Sorting a table in DataView

Alethe · October 8, 2023, 8:17pm

Hi.

I’m a perfect newbie in Obsidian, although I’ve been working on a Zettelkasten for a few years now. In comparison, Obsidian is opening up a whole universe of possibilities: simple text files analyzed by frightfully powerful features is an ideal combination. No more will my thinking be prisoner of inscrutable data structures, as it was with another software.

I’d like for now to exploit the metadata analysis features of DataView, starting with a very simple query: I have lots of articles quotes, in their own subfolder, all tagged with “#Article”. Another metadata field, “Source”, identifies the newspaper or news outlet the article is from.

YAML sample entry, with irrelevant data omitted:

---
Created: <date>
Modified: <date>
title: <title>
tags: [<many other tags>, "#Article"]
Source: Washington Post
---

I’d like to create a table of news sources, sorted by decreasing number of occurrences, just to have an idea of my news diet. Sounds despairingly simple, but I’m still stumbling.

Here’s my DataView code so far :

TABLE length(rows.Source) AS "Count"
FROM #Article
SORT Count DESC
GROUP BY Source

The table output does lists sources and their number of occurrences correctly, but by alphabetical order of source, not descending count order, as expected.

What am I doing wrong? I feel like an utter imbecile…

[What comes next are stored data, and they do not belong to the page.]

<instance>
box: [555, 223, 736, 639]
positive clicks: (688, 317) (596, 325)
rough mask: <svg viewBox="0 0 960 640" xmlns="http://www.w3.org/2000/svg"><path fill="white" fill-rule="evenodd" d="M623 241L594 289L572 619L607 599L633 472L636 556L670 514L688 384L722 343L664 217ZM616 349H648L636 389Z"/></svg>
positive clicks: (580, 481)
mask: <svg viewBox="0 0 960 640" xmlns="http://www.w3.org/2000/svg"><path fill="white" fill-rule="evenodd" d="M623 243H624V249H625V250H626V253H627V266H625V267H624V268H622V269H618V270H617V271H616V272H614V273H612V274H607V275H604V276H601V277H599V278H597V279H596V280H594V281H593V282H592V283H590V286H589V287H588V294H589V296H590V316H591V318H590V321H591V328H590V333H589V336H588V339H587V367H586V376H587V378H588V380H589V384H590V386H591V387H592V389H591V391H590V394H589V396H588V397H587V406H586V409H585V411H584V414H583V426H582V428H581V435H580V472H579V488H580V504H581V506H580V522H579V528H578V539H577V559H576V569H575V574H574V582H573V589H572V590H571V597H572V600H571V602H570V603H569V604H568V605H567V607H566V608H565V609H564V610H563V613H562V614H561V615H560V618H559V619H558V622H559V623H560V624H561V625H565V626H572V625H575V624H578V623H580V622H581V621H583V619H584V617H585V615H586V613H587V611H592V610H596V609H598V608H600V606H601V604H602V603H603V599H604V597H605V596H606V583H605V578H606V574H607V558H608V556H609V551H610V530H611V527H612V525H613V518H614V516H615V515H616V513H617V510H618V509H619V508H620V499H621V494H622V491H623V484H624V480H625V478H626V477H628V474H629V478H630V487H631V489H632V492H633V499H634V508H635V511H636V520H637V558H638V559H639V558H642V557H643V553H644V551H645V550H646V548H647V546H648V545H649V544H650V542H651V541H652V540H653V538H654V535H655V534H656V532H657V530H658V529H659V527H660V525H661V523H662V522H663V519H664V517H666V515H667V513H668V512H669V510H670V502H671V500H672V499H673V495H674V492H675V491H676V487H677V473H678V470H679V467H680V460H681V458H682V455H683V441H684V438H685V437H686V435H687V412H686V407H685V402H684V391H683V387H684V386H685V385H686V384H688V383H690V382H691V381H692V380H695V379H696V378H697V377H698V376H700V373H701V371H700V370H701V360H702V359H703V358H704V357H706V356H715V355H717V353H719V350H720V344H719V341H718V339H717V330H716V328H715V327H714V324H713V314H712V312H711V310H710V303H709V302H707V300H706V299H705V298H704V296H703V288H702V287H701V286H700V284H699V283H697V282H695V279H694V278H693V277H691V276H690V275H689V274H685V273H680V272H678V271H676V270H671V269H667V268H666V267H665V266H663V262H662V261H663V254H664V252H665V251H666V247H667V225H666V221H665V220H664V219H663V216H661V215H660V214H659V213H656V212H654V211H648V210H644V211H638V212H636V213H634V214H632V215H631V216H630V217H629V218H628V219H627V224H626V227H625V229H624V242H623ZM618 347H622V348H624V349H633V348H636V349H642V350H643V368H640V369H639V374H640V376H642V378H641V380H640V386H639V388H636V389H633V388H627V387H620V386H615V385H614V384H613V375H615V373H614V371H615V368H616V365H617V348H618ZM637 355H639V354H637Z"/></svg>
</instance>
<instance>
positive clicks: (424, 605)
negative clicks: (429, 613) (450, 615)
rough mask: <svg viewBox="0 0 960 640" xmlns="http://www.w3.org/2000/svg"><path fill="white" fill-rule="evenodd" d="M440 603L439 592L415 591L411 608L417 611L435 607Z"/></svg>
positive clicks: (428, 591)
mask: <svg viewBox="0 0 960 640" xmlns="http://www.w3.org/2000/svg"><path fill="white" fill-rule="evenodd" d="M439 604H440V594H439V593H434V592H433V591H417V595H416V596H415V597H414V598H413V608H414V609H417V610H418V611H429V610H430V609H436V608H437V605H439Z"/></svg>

All plugins are up to date.

Thank you in advance for your help!

Alethe

ush · October 8, 2023, 9:36pm

Try:

TABLE length(rows) AS "Count"
FROM #Article
GROUP BY Source
SORT length(rows) DESC

Here’re some additional explanation based on my current understanding (correct me if I’m saying something wrong!):

According to the documentation, rows contains all of the pages that belong to each group. So you don’t need to append .Source to get the size of the group.
By length(rows) AS "Count", you can re-label the length(rows) column as “Count”. But the scope of this new label “Count” is limited to the first line of the query (if I understand correctly), so you can’t reuse the “Count” label in another line. This is why SORT length(rows) DESC, not SORT Count DESC.
A DQL query is executed from top to bottom, line by line. So if you want to sort the groups that you made in the line GROUP BY ..., the SORT command must appear after the GROUP BY line.

Alethe · October 8, 2023, 9:55pm

That works like a charm.

Many, many thanks, ush, for your help, and especially your explanations. I understand DataView better now!

holroy · October 27, 2023, 6:21pm

This is correct when you use it on the first line, or the column definition line that is. You could often use it in a FLATTEN statement. Then you would be allowed to use other places in your query. So rewriting your query using this knowledge, we would arrive at:

```dataview
TABLE Count
FROM #Article
GROUP BY Source
FLATTEN length(rows) as Count
SORT Count DESC
```

A final comment related to executed from top to bottom, is that it’s mostly correct, but the first line with TABLE ..., LIST ..., and so on, knows what happens throughout the query, so in my mind I kind of think that as the last line to be executed. This is makes it legal to do stuff like I did above, as when you come to the end of the query, it does know about Count due to the FLATTEN command slightly above…

system · January 25, 2024, 6:22pm

This topic was automatically closed 90 days after the last reply. New replies are no longer allowed.